Silverstein came up with the idea for the film’s Greek chorus, played by Nat King Cole and Stubby Kaye. Those characters were not in Frank Pierson and Walter Newman’s original script.
“That set the style of the piece for me,” he said at the DGA’s Visual History Program. “Once I had managed to get that, I knew that it would give me license to go very far with the rest of the characters and be funny.”

The son of a doctor, Elliot Silverstein was born on August 3, 1927, in Boston and raised in Dorchester, Massachusetts.
He attended Roxbury Memorial High School for Boys; Boston College, where he changed his major from biology to drama; and Yale University to pursue directing.
After producing and directing plays for Brandeis University — including one with Leonard Bernstein conducting — he helmed and staged productions for the Sunday TV series Omnibus in 1955-56.
For Broadway in 1958, he directed the comedy Maybe Tuesday, written by Mel Tolkin and Lucille Kallen and featuring Brett Somers, and Alice Ghostley, but it lasted just 5 performances.
Silverstein started working in episodic television, landing on series including The U.S. Steel Hour, Suspicion, The Further Adventures of Ellery Queen, Route 66, Have Gun — Will Travel, Naked City, Dr.
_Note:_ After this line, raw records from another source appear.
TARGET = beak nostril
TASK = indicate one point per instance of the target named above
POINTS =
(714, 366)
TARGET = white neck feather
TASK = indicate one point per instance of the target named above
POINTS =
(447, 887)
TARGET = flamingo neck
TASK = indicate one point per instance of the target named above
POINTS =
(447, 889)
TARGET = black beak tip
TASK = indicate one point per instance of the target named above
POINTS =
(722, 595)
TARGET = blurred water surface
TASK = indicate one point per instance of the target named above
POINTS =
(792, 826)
Kildare, The Twilight Zone and The Defenders.
It was on The Obsolete Man, starring Burgess Meredith as a librarian, that his editor refused to cut the ending of the episode that way he wanted.
He discovered that a director’s rights were limited, that they only had the right to view the first rough cut and to communicate improvements to the associate producer.
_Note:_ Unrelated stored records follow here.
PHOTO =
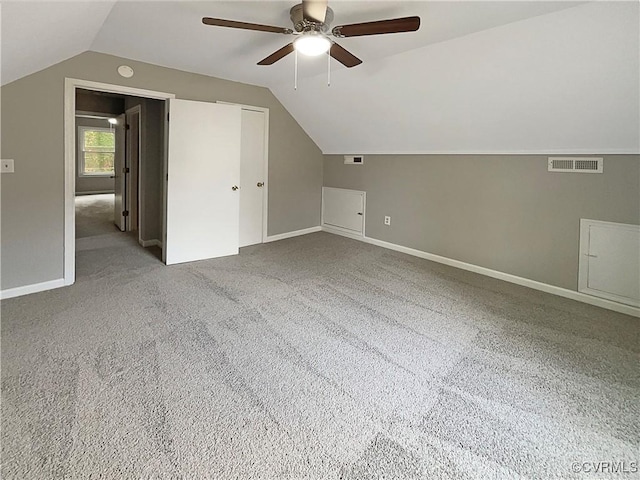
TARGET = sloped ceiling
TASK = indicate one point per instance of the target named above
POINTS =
(36, 35)
(480, 77)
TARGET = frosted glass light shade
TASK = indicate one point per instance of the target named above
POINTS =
(312, 44)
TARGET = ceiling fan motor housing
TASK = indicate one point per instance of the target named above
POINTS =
(300, 24)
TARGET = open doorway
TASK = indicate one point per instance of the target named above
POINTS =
(119, 162)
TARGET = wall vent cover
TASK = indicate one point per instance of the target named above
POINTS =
(576, 164)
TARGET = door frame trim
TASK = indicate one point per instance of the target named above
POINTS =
(70, 86)
(265, 190)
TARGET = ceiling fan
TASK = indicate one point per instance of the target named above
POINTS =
(311, 24)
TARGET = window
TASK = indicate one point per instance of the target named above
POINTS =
(96, 151)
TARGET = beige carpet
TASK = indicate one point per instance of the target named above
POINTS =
(94, 215)
(315, 357)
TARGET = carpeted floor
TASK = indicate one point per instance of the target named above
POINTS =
(94, 215)
(315, 357)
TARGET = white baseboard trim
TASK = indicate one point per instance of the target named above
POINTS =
(342, 231)
(35, 288)
(296, 233)
(150, 243)
(507, 277)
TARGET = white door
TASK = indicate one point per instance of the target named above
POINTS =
(120, 180)
(252, 177)
(203, 172)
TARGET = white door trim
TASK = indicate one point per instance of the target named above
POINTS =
(70, 86)
(265, 190)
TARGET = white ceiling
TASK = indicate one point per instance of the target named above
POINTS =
(170, 33)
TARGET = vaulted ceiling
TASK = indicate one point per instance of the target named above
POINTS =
(477, 77)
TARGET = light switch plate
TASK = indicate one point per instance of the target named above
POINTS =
(7, 166)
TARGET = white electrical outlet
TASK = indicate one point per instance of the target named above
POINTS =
(7, 166)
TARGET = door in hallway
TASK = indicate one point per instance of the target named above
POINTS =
(252, 177)
(203, 176)
(120, 184)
With Silverstein’s urging, DGA president George Sidney authorized the creation of a committee in November 1963.
The group, which included Altman and Sydney Pollack and chaired by Silverstein, met each Sunday for six months and came up with the Bill of Creative Rights, released in April 1964.
“It was a manifesto of the young Turks from New York invading Hollywood, and now we were going to say how things should be done,” he said.
“The arrangement of the recorded images and sounds in a relationship the Director considers proper shall be known as the ‘Director’s Cut,’” the document read. “It is the Director’s creative right and obligation to prepare this cut, and he must be given the time he deems necessary to fulfill this function.”
In 1964, the DGA got the Bill of Creative Rights, including the Director’s Cut, into its new contract with producers, a provision regarded as cornerstone of director’s rights.
Silverstein also directed The Happening (1967), starring Anthony Quinn, and the cult horror film The Car (1977), starring James Brolin, and, more recently, episodes of Picket Fences and Tales From the Crypt.
He taught at USC after his retirement.
He was married three times, including once to actress Evelyn Ward, mother of singer-actor David Cassidy.